Mobiliser les philanthropes afin de soutenir la francophonie est possible.

Des promesses pour la francophonie

CHRONIQUE - PHILANTHROPIE / Nous vivons dans une région riche et généreuse. Régulièrement, une organisation lance un événement, des partenaires privés s’y associent, des personnes y participent et le résultat est un succès. L’argent amassé change la vie de centaines, voire de milliers de personnes. Cette philanthropie responsable se vit ici, mais aussi à l’échelle planétaire. Si toutes les causes sont nobles, notons que la santé est le premier secteur soutenu par des milliers d’entreprises, de fondations et d’individus, suivi de près par l’éducation et l’agriculture et de loin par la protection de l’environnement, les infrastructures, les services sociaux ou culturels et l’aide humanitaire.

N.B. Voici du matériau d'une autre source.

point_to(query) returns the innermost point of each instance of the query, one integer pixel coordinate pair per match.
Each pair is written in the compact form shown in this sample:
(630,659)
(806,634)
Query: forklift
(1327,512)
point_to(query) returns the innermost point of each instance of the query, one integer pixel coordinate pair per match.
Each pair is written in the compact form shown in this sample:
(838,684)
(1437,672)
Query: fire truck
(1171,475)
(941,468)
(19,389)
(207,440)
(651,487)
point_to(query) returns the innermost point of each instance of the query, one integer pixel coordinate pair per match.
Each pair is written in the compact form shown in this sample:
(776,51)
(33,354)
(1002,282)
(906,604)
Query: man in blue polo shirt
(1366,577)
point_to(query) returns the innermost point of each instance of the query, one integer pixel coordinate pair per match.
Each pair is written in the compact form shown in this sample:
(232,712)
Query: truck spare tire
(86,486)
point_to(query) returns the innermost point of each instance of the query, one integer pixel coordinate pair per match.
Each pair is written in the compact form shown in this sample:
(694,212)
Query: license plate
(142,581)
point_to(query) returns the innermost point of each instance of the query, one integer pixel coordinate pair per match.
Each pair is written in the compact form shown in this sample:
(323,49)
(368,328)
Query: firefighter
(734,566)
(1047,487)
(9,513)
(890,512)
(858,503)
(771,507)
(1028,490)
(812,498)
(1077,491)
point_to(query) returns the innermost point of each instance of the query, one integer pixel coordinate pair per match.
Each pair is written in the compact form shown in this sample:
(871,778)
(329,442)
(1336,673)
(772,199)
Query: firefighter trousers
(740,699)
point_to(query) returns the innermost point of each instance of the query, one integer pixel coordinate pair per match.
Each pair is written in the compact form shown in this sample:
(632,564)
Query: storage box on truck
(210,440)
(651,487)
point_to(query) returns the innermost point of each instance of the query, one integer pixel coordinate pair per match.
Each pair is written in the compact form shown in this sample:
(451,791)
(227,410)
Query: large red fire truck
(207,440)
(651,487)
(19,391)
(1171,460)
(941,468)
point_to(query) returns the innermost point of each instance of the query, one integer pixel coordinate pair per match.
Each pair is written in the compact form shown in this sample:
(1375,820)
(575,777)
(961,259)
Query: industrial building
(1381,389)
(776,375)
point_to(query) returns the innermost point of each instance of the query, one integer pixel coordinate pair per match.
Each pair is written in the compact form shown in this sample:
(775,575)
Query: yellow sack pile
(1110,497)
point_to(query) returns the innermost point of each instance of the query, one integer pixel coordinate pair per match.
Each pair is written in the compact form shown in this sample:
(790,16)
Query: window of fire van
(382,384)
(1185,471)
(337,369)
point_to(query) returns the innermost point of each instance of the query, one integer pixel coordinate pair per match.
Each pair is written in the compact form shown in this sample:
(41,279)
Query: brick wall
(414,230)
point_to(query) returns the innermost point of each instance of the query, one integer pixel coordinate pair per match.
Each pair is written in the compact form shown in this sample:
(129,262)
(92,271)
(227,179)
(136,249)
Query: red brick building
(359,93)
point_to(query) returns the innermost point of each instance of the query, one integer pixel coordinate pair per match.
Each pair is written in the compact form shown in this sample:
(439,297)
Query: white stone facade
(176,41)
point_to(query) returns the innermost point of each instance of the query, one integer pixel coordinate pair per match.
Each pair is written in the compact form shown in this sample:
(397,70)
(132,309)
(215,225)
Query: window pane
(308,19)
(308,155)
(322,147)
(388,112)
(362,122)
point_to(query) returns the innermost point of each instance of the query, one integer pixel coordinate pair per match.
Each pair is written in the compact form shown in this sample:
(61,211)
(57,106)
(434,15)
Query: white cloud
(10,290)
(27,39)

Depuis quelques semaines, la francophonie canadienne manifeste pour défendre ses droits. Dans la foulée du mouvement d’appui envers cette francophonie ontarienne, québécoise et canadienne, une nouvelle façon de mutualiser les efforts philanthropiques pourrait être mise en place. En s’inspirant de Centraide qui mobilise et soutient des œuvres de bienfaisance locales, et de « Promesses de dons » qui propose une mobilisation internationale pour avoir de l’impact, pourrions-nous innover ? 

Cent soixante-dix milliardaires de 21 pays s’unissent au sein de « Promesses de dons » pour faire une différence. Ces gens d’affaires et ces familles parmi les plus riches du monde choisissent de redonner, de leur vivant ou par legs testamentaire, une partie de leur richesse pour aider à résoudre les problèmes les plus urgents de la société.

Osons les « Promesses de dons à la francophonie »

Portant haut et fort sa langue, ses identités et ses cultures, la francophonie plurielle innove en réfléchissant davantage en termes de stratégie afin de produire un impact plus fort. La professionnalisation des campagne de financement se traduit par des approches structurantes axées sur les résultats. Les « Promesses de dons à la francophonie » pourraient devenir un mécanisme de mobilisation de fonds pouvant investir dans cette solidarité grandissante afin de surmonter les crises qui peuvent l’affaiblir.

Mobiliser les philanthropes afin de soutenir cette francophonie est possible. Les entreprises d’ici et de la francophonie canadienne seraient invitées à consacrer une partie de leur patrimoine à la pérennité et à la croissance de cette francophonie. Étant donné que tous les philanthropes recherchent souvent des moyens de créer de la valeur, en plus de financer des causes locales qui leur tiennent à cœur, ils investiraient dans cette communauté résiliente porteuse d’avenir.

Cette nouvelle approche permettrait d’organiser le financement en vue de produire un impact plus grand tout en fournissant à la francophonie menacée des ressources complémentaires aux secteurs public et associatif.

En investissant dans la langue française et la francophonie plurielle, les entreprises découvriront une nouvelle cause à soutenir, mais aussi tout un potentiel à exploiter car le partage d’une même langue cimente les collaborations.